Die Arbeit mit Emotionen und Geschichten spielt auch bei uns eine große Rolle. In unser Arbeit steht die Beziehungsarbeit an erster Stelle. Es sind oft genau diese Momente der Verletzlichkeit, in der Menschen ihre Menschlichkeit sehen und die ersten Grundsteine des Vertrauens gelegt werden. Wo genau werden für dich Emotionen in deiner aktionskünstlerischen Arbeit relevant und werden Emotionen heutzutage nicht auch zu sehr politisch instrumentalisiert?
Natürlich werden sie gerade auch von Rechts extrem instrumentalisiert, aber wir sind eben emotionale Wesen. Menschen treffen auch aus Emotionalität politische Entscheidungen und deswegen ist es umso wichtiger, sie mitzudenken. Ein Beispiel dafür sind Wahlkampfveranstaltungen und andere politische Momente, die versuchen, Menschen zu mobilisieren. Ich glaube, das allerwichtigste Beispiel in der letzten Zeit war die erste Wahlkampagne »Yes, We Can« von Barack Obama. Sie zeigt genau, wie effektiv ein gutes Narrativ sein kann. Es ist kein aktionskünstlerisches Beispiel, aber es zeigt, wie geschickt ein Aufbruch in eine neue Epoche als leitende Erzählung funktionieren kann.
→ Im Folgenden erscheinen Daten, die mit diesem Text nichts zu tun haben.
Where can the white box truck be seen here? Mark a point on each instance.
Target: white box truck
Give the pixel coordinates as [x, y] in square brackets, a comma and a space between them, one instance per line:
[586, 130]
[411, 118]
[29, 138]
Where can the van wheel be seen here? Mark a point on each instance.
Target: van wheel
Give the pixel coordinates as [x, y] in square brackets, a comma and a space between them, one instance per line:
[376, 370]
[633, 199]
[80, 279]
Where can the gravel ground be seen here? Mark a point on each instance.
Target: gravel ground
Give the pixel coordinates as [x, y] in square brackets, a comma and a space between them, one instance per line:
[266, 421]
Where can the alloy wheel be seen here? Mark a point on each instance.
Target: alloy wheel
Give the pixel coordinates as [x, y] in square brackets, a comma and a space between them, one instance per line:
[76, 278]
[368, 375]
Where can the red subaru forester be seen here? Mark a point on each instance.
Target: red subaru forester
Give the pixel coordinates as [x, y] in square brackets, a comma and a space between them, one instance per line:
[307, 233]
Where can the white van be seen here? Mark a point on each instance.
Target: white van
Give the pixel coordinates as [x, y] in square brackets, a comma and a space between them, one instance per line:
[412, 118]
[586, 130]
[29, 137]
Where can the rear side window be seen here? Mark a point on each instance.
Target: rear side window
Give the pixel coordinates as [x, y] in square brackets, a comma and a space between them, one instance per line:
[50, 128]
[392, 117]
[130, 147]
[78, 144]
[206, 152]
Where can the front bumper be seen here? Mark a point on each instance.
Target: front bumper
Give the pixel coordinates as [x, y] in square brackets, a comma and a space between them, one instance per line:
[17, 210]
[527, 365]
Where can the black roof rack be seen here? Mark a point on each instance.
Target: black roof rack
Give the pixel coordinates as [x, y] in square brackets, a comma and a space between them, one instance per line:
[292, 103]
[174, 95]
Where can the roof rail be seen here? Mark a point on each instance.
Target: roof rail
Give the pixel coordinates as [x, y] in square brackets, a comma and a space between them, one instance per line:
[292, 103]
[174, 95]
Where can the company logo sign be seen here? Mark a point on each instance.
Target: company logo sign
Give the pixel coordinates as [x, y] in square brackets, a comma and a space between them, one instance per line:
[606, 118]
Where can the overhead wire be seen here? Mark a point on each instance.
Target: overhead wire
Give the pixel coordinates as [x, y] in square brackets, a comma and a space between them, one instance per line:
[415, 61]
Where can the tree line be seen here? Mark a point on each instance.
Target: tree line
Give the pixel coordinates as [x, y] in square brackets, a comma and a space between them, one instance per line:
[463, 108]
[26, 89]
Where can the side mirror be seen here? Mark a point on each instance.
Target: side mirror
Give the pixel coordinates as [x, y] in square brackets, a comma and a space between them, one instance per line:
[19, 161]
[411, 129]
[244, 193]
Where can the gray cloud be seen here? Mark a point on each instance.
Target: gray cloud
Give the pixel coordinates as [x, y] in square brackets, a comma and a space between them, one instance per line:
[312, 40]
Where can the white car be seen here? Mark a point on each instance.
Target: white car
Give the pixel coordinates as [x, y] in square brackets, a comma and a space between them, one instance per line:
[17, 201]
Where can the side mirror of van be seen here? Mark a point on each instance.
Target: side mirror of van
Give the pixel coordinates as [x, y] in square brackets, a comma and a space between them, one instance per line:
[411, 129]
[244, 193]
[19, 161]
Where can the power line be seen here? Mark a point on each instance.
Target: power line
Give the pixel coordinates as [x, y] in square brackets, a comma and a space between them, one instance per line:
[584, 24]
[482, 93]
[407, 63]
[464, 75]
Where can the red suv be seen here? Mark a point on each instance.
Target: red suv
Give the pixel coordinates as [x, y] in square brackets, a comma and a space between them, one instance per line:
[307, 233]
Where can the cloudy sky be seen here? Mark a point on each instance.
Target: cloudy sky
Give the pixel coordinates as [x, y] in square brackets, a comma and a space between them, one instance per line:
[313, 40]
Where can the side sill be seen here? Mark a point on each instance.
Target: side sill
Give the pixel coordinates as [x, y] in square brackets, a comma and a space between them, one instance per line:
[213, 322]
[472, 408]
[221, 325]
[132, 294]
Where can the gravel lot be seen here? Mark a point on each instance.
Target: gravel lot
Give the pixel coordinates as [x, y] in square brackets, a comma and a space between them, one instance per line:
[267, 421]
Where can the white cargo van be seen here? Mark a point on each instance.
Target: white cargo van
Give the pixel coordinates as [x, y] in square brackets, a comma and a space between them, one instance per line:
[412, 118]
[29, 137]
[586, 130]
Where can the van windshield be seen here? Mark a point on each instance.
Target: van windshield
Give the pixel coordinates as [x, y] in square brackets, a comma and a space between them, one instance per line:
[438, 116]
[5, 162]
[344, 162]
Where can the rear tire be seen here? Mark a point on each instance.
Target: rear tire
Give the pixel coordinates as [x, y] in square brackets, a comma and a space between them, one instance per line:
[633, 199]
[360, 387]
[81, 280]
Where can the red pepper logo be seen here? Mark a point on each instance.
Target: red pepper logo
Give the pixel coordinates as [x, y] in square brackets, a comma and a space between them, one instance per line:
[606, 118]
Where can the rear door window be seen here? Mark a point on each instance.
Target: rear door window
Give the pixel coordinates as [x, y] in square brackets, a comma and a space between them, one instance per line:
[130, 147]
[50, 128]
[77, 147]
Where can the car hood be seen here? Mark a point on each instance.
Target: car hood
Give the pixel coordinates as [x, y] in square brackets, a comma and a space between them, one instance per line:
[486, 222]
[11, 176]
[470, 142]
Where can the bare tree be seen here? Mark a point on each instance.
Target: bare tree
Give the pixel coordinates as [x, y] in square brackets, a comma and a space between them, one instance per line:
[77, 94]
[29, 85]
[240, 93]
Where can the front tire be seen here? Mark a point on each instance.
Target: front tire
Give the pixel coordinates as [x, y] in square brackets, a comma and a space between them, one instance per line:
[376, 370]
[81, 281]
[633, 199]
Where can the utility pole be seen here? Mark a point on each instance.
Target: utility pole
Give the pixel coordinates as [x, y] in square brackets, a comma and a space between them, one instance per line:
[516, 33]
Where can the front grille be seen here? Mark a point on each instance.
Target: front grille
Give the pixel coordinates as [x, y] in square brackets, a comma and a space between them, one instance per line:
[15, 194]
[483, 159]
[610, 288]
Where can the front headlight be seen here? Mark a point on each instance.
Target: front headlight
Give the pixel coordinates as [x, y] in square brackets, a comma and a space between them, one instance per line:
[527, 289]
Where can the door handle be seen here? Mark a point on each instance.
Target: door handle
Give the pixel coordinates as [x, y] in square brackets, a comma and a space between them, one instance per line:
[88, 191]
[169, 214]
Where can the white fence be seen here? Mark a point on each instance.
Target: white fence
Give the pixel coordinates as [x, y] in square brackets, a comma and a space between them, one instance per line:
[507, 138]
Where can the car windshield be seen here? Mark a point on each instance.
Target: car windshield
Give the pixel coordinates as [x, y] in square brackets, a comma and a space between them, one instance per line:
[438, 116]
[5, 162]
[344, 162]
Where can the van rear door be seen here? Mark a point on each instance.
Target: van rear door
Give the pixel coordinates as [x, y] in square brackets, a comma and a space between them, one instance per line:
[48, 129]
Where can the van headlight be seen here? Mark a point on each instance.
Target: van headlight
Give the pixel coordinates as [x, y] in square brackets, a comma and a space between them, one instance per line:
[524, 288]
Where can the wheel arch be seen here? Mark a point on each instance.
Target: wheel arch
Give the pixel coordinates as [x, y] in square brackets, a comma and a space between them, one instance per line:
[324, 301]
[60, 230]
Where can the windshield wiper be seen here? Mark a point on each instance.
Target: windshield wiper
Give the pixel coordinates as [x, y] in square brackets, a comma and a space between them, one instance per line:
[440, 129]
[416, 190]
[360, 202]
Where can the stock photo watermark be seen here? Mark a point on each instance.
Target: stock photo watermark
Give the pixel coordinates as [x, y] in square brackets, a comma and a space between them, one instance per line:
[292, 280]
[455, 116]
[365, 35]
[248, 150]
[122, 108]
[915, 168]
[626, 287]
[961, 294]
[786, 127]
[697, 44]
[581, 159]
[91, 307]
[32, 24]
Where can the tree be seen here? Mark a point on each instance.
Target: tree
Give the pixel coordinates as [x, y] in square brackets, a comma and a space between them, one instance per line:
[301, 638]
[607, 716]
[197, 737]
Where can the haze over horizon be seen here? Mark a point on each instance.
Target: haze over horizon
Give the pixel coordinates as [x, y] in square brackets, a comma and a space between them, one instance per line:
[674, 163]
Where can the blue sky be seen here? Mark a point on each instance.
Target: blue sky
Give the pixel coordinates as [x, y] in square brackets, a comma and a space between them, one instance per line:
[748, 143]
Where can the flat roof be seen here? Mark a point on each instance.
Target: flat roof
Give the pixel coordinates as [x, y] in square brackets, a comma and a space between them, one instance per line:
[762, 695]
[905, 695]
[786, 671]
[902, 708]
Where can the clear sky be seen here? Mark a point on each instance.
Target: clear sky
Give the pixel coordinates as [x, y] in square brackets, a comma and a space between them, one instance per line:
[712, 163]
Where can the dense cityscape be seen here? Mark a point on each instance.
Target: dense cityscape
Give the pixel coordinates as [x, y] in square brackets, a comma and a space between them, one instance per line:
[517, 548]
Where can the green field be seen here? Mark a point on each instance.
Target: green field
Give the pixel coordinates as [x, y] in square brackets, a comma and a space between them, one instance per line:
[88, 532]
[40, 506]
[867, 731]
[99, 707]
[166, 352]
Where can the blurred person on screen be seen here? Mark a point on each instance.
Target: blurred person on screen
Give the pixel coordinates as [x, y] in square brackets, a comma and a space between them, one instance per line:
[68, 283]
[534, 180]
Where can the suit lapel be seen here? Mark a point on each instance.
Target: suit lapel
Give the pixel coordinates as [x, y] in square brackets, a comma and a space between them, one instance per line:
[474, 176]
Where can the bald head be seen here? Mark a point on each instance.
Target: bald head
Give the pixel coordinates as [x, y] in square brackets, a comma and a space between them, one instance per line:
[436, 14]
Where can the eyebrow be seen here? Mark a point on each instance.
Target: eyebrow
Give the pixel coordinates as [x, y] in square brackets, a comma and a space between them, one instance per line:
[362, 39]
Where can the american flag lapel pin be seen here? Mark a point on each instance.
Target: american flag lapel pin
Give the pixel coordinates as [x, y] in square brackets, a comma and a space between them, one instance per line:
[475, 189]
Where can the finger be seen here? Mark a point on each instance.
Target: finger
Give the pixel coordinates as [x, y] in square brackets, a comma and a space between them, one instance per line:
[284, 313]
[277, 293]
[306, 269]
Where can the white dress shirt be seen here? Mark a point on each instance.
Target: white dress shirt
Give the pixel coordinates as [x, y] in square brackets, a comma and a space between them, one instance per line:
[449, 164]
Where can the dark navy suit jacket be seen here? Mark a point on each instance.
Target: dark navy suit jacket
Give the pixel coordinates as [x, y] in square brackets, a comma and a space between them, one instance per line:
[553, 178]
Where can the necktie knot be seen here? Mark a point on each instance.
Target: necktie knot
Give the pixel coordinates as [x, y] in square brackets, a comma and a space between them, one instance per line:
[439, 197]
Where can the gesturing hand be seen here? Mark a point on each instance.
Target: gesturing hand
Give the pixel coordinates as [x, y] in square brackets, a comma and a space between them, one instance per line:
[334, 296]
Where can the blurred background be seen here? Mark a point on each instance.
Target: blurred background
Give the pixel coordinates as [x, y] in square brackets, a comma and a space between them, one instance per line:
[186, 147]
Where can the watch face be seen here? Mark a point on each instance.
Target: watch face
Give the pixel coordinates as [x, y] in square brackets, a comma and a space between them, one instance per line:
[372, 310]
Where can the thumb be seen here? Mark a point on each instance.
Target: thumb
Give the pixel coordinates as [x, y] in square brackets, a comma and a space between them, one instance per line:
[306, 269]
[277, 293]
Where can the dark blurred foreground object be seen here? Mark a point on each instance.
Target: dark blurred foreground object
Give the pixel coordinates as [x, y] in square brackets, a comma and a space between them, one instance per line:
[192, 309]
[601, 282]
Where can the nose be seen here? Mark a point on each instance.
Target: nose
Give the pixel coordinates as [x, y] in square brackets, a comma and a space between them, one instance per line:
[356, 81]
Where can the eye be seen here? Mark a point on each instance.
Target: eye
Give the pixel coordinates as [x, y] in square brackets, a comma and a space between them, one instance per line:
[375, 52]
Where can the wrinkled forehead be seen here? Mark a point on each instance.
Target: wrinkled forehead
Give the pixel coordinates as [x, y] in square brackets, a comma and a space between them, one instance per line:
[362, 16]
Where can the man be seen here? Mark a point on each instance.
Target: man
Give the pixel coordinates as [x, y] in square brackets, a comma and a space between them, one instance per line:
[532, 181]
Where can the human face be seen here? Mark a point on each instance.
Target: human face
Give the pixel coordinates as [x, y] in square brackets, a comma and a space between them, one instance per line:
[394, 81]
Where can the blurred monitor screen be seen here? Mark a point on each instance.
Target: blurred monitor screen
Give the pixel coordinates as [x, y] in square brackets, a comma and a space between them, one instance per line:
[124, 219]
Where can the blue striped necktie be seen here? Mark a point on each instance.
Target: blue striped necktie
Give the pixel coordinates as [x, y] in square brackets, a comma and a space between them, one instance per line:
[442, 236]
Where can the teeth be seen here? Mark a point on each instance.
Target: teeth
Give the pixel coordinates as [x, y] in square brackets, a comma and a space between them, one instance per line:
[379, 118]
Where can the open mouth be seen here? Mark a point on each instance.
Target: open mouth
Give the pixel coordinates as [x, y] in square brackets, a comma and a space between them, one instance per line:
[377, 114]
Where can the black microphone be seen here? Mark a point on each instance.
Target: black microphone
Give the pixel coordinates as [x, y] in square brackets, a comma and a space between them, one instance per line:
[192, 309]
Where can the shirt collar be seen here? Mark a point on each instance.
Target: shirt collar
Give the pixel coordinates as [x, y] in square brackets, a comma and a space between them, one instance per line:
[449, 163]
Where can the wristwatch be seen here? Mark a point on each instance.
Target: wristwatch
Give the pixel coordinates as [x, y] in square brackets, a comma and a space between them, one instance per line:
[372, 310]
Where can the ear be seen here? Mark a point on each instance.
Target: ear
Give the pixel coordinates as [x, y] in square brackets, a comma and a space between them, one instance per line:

Ein aktionskünstlerisches Beispiel von mir, damals als ich noch beim Zentrum für politische Schönheit war, wo Emotionen positiv genutzt wurden, ist eine Aktion zum Krieg in Syrien. Zwei Jahre später haben wir die "Kindertransporthilfe des Bundes" gemacht. Das war eine Aktion, bei der wir dazu aufgerufen haben, geflüchtete Kinder aus Syrien in deutsche Familien zu adoptieren. Natürlich war die Aktion ein dreischneidiges Schwert. Angelehnt an die jüdischen Kindertransporte von 1938/39 hat sie aber die richtigen Fragen gestellt: Welche Menschen kann man retten? Welche Menschen darf man retten? Welche Handlung ist in Ordnung? Nach der Aktion haben sich sehr viele Menschen gemeldet, die interessiert waren, sich einzubringen. In jedem Fall haben wir mehr erreicht, als wenn wir nur eine Spendenaktion gemacht hätten.
Aktion “Deutsche Kindertransporthilfe” des ZPS (Bild: Zentrum für politische Schönheit)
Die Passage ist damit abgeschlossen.